Real, more-thorough security will break compatibility or take a huge performance/functionality hit. Was true in any system designed to high assurance or surviving NSA pentesting. Will be more true for whatever supports legacy applications on today's more complex, leaky ISA's/API's. CheriBSD is closest thing to an exception but I don't even trust its monolithic parts due to how attacks can jump around in a system. Nizza Architecture on non-Intel, security-enhanced processors is best model for now given we can at least isolate security-critical apps into their own partitions on tiny TCB's. No mature FOSS implements that, though.

So, regular malware defence with Qubes, etc and energy-gapped systems + KVM's + guards for high-strength attacker defence remain the options.

I don't know if I understand how most of these things could be considered secure unless they've been heavily attacked already.

Are they all so much more secure by design that you consider them to be great projects?

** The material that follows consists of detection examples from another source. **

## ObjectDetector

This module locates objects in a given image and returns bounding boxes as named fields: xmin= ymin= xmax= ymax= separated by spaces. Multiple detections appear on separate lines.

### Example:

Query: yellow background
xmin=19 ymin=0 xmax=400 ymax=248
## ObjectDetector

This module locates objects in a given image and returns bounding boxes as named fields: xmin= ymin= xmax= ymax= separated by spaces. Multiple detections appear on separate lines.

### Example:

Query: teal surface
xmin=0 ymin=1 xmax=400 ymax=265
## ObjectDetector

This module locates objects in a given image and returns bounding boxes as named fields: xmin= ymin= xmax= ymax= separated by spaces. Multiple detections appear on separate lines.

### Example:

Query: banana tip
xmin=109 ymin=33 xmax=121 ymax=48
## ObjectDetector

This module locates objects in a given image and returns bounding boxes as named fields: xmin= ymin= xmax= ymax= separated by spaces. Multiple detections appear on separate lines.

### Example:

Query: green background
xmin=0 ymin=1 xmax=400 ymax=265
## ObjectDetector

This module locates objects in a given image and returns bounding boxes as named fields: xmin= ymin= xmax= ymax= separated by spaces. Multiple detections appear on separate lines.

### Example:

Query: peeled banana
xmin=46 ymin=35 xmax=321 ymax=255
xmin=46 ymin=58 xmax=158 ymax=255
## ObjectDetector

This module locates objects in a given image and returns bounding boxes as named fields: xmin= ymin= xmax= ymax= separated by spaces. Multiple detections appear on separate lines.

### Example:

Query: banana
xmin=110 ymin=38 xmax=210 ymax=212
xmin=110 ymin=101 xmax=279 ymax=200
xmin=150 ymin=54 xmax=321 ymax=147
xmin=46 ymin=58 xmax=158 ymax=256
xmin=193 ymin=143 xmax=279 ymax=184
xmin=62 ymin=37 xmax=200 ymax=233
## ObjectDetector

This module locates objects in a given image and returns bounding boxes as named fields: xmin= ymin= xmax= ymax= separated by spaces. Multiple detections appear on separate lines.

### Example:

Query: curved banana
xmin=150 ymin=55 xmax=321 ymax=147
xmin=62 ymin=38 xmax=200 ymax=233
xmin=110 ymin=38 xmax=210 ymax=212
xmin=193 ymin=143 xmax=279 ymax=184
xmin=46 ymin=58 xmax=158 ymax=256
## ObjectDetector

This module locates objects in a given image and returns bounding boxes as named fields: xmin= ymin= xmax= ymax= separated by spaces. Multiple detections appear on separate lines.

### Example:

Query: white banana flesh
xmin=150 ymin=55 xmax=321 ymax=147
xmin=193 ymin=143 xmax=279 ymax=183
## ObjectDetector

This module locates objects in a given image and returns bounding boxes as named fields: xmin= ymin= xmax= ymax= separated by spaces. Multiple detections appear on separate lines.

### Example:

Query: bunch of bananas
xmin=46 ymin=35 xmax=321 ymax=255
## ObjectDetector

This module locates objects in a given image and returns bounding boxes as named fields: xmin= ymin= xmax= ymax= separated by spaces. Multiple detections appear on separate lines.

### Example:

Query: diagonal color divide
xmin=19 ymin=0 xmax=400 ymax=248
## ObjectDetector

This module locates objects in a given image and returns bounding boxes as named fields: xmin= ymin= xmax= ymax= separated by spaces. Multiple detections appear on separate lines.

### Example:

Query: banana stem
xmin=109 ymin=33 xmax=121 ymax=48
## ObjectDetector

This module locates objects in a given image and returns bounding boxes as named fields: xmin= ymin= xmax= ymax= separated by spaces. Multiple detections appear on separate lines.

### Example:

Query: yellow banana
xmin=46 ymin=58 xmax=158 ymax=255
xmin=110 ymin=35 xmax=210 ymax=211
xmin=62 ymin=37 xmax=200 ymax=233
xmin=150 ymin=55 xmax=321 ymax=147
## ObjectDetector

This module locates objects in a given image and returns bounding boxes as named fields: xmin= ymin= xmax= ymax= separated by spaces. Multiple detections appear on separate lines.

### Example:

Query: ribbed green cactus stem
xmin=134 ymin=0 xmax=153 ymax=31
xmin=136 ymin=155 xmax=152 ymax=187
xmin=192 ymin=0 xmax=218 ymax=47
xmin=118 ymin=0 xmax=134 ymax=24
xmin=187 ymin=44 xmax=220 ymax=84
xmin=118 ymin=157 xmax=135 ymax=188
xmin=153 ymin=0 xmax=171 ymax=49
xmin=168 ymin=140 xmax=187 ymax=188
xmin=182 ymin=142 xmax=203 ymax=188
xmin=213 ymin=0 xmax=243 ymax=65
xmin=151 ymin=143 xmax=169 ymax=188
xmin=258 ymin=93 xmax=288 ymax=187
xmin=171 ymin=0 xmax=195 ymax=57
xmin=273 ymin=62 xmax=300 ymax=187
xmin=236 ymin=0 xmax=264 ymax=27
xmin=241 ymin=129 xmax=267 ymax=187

My experience is heavily with server-side web languages, so I'm particularly skeptical of those. Even the most secure-seeming web languages have buggy, insecure implementations at first.

Those projects are mostly research into how to make software and hardware less buggy; most of them are not themselves written with a threat model in mind.

Exactly. Most could be, though, if people put forth the effort. So I keep mentioning such work.

Note: This comment is mainly for others reading along. Something I do on forums. I know you already understand this point.

The game console guys have their act together. Well, Microsoft, anyway. And Apple is doing a great job on the mobile OS side of things. There's also some very interesting hypervisor work coming out of the Windows 10 group.

So "most" is probably okay. with a couple noticeable exceptions:

Android needs to get its shit together. Not letting any old manufacturer write device drivers with jaw-droppingly bad security holes would be a start. I last looked at vendor-provided drivers in 2010 or so and I very much doubt they have improved.

(A while ago I wanted to store a secret on an Android device. And I couldn't do it. Ten year old platform and no effective secure storage; did the ghost of J Edgar Hoover visit Google and threaten them?)

Network equipment manufacturers: Why even bother with a home router when some code monkey stuck a hard-coded password into the firmware? I'd love to be able to inspect the code on the device I'm trusting to keep my network safe. Interesting that DDWRT is under political attack, isn't it?